There’s a lot of different ways to categorise ‘types’ of roleplayers – by style of roleplaying they do, by their level of aggression, by how often they roleplay… the list goes on. I thought that I’d devote a couple of posts to different kinds of roleplay, what they say about you, and how they work with other types of roleplay.
There’s so many different kinds that I don’t think I could ever cover them all, but first of all, I want to talk about the four I think are the most archetypal dedicated roleplayers (that is, those who play primarily for roleplay, and not for combat, or socialisation, or achievements). These four are the Method Actor, the Specialist, the Story-Teller and the Tactician.
As the post ended up getting over-long talking about all four, to begin with I want to discuss two which are possibly the most closely related – the Method Actor, and the Specialist.
The Method Actor is the type who writes up a character, personally identifies with them, and is motivated primarily by staying true to their concept and exploring their characters in as much depth as they can. Every choice they make in the game, and everything they do, will be based on a simple question: what would they be most likely to do in this situation?
Personally, I identify most of all as a Method Actor – I like coming up with a concept and exploring it in detail. As someone who’s very interested in how people think, my favourite part of creating a new character is coming up with an interesting point about them which is different from things that I have previously experienced, and trying to figure out how it works, how they tick.
On the other hand, there’s the pitfall that being so character-centric means that sometimes story can suffer – if you get too caught up in what the character would be most likely to do, rather than what the most interesting course of events would be, it may not end up all that interesting. After all, if a shy character is given full rein of their actions, they may not go out and communicate much at all, and then you won’t have much roleplaying to do. A very passive character may avoid conflict like the plague, and you know that we here at Blogatelle love to push conflict as a way to encourage interesting roleplay. There’s nothing inherently wrong with being a Method Actor, but care must be taken to ensure that you don’t fall into such problems.
The Specialist is the type of person who takes the same, or a very similar concept, and transplants it into a wide variety of scenarios. This is the person who will originally write a character for an Unknown Armies game, and then turn that same character with minimal differences into a Harry Potter character, a night elf priest, an undead warlock, and a gnome Death Knight, and see how the circumstances deal with them and change them. Like the Method Actor, they’ll frequently want to get into the nitty-gritty of their character’s psyche and be devoted to what is most appropriate to the character.
A lot of people do this to some extent – write a character for one game, and then rewrite a very similar concept and use it for another game. It can be interesting to see how the same character traits mold and shape to different circumstances, and how the same character can be developed and changed – and possibly, end up radically different – depending on what happens to them over the course of a game.

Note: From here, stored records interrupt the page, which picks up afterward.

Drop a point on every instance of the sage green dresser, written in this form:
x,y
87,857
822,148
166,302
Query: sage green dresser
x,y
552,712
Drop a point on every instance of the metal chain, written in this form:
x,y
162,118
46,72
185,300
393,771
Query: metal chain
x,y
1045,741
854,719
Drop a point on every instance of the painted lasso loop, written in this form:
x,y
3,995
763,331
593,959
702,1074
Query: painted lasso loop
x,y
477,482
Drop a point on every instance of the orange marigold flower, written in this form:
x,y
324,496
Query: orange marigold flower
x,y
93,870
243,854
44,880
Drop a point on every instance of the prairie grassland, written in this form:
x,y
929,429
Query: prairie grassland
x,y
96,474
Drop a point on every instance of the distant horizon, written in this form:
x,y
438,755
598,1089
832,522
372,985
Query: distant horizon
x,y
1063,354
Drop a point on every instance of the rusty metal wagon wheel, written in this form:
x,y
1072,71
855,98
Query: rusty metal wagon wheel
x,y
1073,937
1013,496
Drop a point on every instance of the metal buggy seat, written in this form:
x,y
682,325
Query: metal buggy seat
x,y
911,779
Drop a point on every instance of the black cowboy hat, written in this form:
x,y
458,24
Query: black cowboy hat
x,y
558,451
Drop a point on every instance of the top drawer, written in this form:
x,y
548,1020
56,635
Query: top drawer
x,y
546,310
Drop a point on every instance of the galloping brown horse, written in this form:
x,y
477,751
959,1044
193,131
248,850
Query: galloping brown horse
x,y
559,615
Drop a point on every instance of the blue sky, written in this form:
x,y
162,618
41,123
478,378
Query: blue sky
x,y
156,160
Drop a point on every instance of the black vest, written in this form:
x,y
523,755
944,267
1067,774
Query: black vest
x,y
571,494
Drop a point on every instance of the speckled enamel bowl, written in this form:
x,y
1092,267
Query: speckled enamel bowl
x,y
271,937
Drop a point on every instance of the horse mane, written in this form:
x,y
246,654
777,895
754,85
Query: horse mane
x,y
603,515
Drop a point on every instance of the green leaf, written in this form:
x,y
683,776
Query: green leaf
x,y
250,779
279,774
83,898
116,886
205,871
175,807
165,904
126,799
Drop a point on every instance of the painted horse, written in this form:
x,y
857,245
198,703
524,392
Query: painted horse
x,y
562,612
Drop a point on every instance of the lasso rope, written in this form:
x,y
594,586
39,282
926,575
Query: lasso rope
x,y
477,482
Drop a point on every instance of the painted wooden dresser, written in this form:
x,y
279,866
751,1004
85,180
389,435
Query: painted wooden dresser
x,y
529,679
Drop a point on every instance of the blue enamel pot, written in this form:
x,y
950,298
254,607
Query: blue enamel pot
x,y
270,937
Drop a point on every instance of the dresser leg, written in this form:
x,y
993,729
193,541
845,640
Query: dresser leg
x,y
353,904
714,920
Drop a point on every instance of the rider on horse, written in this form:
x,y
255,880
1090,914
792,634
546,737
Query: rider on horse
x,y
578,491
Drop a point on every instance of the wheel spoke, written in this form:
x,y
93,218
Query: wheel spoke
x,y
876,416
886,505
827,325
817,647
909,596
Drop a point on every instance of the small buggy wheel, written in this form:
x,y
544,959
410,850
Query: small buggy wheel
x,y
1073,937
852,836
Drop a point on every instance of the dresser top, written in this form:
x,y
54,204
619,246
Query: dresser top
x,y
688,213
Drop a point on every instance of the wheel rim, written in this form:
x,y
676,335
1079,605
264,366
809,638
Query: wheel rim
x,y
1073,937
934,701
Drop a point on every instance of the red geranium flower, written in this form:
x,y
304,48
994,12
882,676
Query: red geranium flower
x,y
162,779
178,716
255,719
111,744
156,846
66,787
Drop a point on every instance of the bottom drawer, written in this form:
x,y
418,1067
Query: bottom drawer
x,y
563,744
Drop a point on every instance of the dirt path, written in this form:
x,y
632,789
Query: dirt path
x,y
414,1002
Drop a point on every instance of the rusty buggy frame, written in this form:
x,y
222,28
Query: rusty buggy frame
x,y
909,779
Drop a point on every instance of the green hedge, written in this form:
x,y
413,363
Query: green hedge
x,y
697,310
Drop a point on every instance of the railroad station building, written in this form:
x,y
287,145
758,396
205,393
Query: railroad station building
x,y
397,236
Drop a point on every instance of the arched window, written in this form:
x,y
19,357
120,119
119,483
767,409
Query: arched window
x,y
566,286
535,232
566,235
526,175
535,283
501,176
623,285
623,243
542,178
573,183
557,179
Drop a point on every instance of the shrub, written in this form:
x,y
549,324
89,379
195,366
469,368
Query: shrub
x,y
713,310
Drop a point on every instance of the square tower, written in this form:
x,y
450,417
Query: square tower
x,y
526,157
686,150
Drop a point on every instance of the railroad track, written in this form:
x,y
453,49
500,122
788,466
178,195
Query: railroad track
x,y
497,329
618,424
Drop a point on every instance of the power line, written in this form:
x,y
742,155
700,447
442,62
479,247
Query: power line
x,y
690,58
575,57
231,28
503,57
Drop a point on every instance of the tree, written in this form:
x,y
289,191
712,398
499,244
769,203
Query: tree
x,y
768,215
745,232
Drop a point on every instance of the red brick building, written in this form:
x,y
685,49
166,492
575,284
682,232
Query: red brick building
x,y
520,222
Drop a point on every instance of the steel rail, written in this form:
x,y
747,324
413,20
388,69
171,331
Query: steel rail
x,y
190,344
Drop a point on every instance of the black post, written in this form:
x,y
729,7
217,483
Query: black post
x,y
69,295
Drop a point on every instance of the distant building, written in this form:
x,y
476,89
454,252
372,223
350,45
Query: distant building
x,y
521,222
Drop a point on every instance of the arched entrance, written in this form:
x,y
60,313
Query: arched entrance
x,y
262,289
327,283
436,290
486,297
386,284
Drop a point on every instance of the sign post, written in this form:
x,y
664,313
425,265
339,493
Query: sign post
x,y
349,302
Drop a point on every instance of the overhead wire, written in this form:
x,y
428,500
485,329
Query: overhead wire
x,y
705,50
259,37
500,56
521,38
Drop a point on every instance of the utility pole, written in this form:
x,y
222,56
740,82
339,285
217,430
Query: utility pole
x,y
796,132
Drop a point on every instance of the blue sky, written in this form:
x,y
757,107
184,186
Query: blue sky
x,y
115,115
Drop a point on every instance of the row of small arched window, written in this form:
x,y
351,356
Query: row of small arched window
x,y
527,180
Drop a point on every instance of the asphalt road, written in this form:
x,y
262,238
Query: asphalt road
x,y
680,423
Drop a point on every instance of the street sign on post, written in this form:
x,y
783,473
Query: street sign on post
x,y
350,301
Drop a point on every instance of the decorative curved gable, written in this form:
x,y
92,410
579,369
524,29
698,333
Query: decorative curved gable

Problems can arise with the specialist, too, if they become too caught up on their character idea. Sometimes, the idea just won’t work in a particular concept, however it’s rewritten and recontextualised. Additionally, if you are a specialist type, ensure that you’re not using your one character archetype as a crutch to help you into a game in which you feel lost and unfamiliar. Once again, there’s nothing inherently wrong with this type of play – but you should be careful to avoid these potential pitfalls.